I installed PHP 5.0.4 from the CentOSPlus repo a week ago, but now the yum cronjob seems to have upgraded to a new kernel, a new MySQL and god knows what else. Big mistake.
How do I (safely) revert back to the stock CentOS 4.3 rpms? I want to keep PHP 5.0.4, but that's it.
Is there a cleaner way than uninstalling the rpms, editing the repo file and the (re)installing from base?
I just recently learned about the protectbase plugin, which I intend to use from here on out. The damage is done though.
This question is a repost from the forums. They sadly don't seem to recieve much traffic.
Best regards, Jens
Jens Jensen wrote:
I installed PHP 5.0.4 from the CentOSPlus repo a week ago, but now the yum cronjob seems to have upgraded to a new kernel, a new MySQL and god knows what else. Big mistake.
How do I (safely) revert back to the stock CentOS 4.3 rpms? I want to keep PHP 5.0.4, but that's it.
Is there a cleaner way than uninstalling the rpms, editing the repo file and the (re)installing from base?
I just recently learned about the protectbase plugin, which I intend to use from here on out. The damage is done though.
This question is a repost from the forums.

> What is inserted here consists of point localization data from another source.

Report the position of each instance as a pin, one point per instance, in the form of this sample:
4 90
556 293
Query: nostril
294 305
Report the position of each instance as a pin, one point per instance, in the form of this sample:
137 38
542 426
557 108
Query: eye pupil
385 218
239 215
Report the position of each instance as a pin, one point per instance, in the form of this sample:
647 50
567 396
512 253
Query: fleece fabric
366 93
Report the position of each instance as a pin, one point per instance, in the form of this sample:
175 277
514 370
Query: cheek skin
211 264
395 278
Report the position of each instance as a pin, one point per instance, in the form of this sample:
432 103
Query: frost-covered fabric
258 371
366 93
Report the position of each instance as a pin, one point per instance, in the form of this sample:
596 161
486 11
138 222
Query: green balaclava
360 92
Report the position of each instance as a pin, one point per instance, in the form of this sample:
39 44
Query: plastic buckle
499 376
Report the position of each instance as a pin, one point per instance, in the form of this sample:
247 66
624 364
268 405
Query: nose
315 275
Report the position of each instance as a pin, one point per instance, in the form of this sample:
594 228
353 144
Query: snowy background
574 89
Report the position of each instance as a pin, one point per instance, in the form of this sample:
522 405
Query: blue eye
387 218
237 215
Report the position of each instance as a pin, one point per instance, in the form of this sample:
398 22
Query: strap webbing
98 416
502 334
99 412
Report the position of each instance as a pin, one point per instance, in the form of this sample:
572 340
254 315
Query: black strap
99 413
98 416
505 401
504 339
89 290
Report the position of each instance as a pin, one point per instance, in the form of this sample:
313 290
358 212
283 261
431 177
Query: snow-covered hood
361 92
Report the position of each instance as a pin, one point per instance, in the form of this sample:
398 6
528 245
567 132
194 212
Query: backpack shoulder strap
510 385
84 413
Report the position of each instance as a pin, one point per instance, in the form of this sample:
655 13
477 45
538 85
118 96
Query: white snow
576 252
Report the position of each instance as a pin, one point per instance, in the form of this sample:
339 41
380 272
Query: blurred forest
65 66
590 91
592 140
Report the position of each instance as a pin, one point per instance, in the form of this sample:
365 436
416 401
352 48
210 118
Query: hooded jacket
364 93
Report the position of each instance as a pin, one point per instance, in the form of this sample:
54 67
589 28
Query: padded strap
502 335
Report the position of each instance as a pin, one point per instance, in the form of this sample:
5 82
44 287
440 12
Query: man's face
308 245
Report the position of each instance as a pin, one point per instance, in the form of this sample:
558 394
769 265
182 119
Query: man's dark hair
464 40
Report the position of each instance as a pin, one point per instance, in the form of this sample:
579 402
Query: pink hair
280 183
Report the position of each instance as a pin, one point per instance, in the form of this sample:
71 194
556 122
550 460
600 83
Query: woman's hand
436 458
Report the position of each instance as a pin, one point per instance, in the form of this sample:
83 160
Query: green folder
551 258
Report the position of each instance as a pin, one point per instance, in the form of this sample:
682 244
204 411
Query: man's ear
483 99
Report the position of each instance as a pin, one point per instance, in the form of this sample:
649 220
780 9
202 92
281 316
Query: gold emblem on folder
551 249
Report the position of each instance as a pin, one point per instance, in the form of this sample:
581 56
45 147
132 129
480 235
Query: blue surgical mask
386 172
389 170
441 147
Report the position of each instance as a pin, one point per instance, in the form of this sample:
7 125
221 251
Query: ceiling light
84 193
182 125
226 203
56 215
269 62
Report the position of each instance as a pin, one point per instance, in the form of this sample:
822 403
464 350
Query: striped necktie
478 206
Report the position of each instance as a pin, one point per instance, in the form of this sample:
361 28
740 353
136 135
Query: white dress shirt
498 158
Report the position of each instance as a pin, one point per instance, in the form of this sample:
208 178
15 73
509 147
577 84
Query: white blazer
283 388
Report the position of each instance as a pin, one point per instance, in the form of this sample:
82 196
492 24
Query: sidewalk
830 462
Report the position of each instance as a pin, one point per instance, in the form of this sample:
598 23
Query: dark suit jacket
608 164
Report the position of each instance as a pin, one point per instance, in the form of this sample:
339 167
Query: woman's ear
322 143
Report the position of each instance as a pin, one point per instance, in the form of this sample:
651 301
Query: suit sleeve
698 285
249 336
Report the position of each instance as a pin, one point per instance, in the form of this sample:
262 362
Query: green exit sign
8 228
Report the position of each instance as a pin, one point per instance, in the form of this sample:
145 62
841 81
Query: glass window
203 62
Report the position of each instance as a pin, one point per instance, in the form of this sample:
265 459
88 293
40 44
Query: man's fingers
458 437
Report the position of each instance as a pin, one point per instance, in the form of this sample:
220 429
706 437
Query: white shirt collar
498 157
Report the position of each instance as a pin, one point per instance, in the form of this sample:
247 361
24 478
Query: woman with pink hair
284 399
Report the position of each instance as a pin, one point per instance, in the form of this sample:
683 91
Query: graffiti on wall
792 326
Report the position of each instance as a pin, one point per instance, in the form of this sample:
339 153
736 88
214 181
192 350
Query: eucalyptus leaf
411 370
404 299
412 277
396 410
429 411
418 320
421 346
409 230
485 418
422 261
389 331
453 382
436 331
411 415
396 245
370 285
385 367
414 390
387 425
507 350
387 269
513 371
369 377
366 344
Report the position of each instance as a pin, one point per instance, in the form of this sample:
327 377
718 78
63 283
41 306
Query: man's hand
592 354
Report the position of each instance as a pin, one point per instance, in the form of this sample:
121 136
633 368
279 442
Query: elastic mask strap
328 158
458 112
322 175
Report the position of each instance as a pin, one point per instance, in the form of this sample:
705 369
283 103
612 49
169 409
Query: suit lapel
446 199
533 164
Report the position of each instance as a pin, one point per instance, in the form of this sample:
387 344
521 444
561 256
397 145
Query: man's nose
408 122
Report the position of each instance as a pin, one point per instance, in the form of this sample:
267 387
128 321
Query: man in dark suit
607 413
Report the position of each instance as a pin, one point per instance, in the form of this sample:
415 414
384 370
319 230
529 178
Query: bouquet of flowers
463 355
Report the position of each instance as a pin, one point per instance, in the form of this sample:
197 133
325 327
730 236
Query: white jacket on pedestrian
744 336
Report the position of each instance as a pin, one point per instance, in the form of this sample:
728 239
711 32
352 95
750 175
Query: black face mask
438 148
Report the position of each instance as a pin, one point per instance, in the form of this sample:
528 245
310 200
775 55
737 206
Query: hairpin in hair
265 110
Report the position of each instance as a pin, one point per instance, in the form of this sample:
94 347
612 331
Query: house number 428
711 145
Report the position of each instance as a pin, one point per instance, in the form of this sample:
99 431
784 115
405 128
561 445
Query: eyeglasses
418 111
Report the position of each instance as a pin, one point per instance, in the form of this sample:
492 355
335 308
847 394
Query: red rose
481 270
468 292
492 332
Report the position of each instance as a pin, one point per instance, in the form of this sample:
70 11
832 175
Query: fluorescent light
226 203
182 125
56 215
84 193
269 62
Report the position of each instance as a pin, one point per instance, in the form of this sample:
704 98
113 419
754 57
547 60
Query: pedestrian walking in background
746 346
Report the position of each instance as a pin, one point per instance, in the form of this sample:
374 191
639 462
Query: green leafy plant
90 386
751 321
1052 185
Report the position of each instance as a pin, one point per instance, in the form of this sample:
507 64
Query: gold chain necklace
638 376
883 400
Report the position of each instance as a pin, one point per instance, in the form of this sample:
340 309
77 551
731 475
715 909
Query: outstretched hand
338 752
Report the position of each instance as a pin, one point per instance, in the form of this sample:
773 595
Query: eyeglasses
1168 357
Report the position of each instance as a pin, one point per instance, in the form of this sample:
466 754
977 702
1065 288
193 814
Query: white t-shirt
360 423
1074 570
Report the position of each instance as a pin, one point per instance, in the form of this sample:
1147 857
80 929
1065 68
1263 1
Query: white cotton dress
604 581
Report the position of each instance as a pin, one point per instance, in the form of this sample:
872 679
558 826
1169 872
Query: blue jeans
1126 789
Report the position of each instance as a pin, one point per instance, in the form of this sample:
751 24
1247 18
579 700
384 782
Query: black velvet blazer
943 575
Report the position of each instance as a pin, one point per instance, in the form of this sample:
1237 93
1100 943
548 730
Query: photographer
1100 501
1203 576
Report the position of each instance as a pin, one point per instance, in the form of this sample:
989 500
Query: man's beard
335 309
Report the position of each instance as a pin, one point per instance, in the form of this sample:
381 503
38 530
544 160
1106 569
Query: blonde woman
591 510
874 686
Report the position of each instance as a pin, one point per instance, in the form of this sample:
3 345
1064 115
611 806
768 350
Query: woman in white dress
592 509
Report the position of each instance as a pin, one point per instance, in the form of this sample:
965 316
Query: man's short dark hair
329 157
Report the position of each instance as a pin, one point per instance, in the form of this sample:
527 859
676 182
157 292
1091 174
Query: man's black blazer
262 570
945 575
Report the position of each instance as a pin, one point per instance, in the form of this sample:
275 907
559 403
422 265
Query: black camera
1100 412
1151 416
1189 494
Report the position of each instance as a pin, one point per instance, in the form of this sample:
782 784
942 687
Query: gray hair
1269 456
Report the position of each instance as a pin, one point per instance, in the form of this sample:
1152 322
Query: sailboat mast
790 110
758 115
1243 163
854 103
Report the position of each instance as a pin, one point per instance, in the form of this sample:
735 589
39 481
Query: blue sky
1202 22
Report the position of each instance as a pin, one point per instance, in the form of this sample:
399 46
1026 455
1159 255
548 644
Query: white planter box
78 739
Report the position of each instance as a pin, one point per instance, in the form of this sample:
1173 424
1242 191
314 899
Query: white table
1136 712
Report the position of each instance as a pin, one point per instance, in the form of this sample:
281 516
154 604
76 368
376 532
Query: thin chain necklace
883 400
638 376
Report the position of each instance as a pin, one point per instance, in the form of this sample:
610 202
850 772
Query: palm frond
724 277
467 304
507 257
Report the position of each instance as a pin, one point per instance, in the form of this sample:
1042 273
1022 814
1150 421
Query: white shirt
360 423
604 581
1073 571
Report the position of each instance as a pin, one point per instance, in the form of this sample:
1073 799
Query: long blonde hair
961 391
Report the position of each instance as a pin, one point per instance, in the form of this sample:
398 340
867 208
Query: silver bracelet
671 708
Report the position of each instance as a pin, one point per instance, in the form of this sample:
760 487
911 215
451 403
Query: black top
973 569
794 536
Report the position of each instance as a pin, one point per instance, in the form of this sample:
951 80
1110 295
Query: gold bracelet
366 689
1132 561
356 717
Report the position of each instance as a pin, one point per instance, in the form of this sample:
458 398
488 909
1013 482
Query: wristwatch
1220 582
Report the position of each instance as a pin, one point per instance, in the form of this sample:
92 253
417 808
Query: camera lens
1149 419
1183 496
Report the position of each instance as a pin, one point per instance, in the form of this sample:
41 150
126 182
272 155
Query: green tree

They sadly don't seem to recieve much traffic.
Best regards, Jens
What is the protect base plugin and will it work with EL 4?
Jerry Hubbard schrieb:
What is the protect base plugin and will it work with EL 4?
http://mirror.centos.org/centos/4/docs/html/yum/sn-yum-maintenance.html#sn-y...
Second part of the question: yes.
Alexander
On Sun, 2006-08-06 at 00:39 +0200, Alexander Dalloz wrote:
Jerry Hubbard schrieb:
What is the protect base plugin and will it work with EL 4?
http://mirror.centos.org/centos/4/docs/html/yum/sn-yum-maintenance.html#sn-y...
Second part of the question: yes.
Alexander
Protectbase does work ... however it is not what you are trying to accomplish.
The purpose of protect base is to allow you to do updates from a repository and prevent updating any protected packages but allow updating of non-protected packages.
php would show up as protected ... and would not update.
You need to edit the centosplus section of CentOSBase.repo and use:
includepkgs=php*
that will allow you to get only php from centosplus.
You should be able to see the packages that are upgraded here:
http://mirror.centos.org/centos/4/centosplus/
(pick your arch)
and you can download the packages manually from [os] and [updates] and replace them with the command:
rpm -Uvh package1 package2 package3
(etc.)
On 8/5/06, Johnny Hughes mailing-lists@hughesjr.com wrote:
The purpose of protect base is to allow you to do updates from a repository and prevent updating any protected packages but allow updating of non-protected packages.
php would show up as protected ... and would not update.
This was discussed before on a thread I started a few weeks ago ... if the [base] section contains
protect=1 exclude=php*
then the php packages from centosplus would be available, along with any other centosplus packages that do not have corresponding packages in the base, while protecting the overlapping packages.
You need to edit the centosplus section of CentOSBase.repo and use:
includepkgs=php*
That works when protectbase is not used. Which approach is preferable probably depends on how many packages one wants from centosplus, and on whether one wants to protect the base packages from any other repos one may have enabled (such as rpmforge).